Lifting, waiving or rescinding the sanctions would violate the administration’s previous commitment to Congress, they added.

“We will review any agreement closely, but from what we currently understand, it is hard to envision supporting an agreement along the lines being publicly discussed,” stated the letter. “As the [U.S.] State Department has often noted in reference to a nuclear agreement with Iran, ‘nothing is agreed until everything is agreed.’ We hope that no agreement is finalized without additionally addressing these concerns.”

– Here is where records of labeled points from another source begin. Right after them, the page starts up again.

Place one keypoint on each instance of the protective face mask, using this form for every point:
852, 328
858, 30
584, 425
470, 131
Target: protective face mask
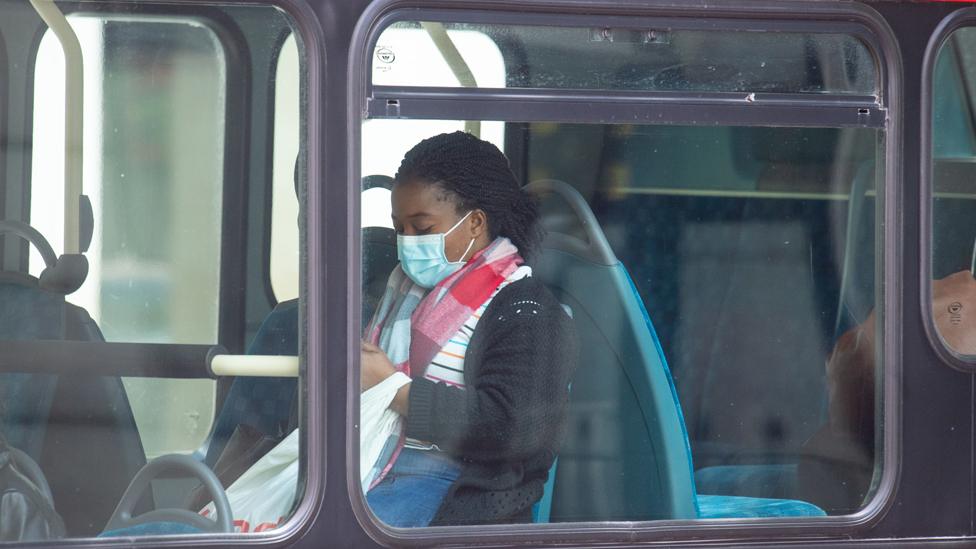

The letter then asked the administration 16 questions it said were contingent on the group’s support of the deal and requested that the administration brief Congress with its answers within the next week. The questions focused on the administration’s expectation of Iran’s breakout time from now until 2031, with various years in between representing the expirations of critical sunset provisions on Iran set forth in the original 2015 deal, which reportedly have not been changed despite Iran’s significant progress in nuclear enrichment since that time.

Other questions focused on benefits to Russia, an Iranian ally that helped negotiate the new accord and is now at odds with the United States and its European allies following its military invasion of Ukraine.

The authors also asked the administration if the agreement would be presented to Congress for its approval in accordance with the Iran Nuclear Agreement Review Act (INARA), with the letter stating that the proper oversight role of Congress must be respected.

Joining Gottheimer, Luria and Reed on the letter are Reps. Juan Vargas (D-Calif.), Darren Soto (D-Fla.), Haley Stevens (D-Mich.), Vicente Gonzalez (D-Texas), Jim Costa (D-Calif.), Peter Meijer (R-Mich.), Brian Fitzpatrick (R-Pa.), Donald Norcross (D-N.J.), Don Bacon (R-Neb.), Susie Lee (D-Nev.), Dean Phillips (D-Minn.), David Joyce (R-Ohio), Anthony Gonzalez (R-Ohio), Fred Upton (R-Mich.), Dan Meuser (R-Pa.), Thomas Suozzi (D-N.Y.), Jaime Herrera Beutler (R-Wash.) and Jared Golden (D-Maine).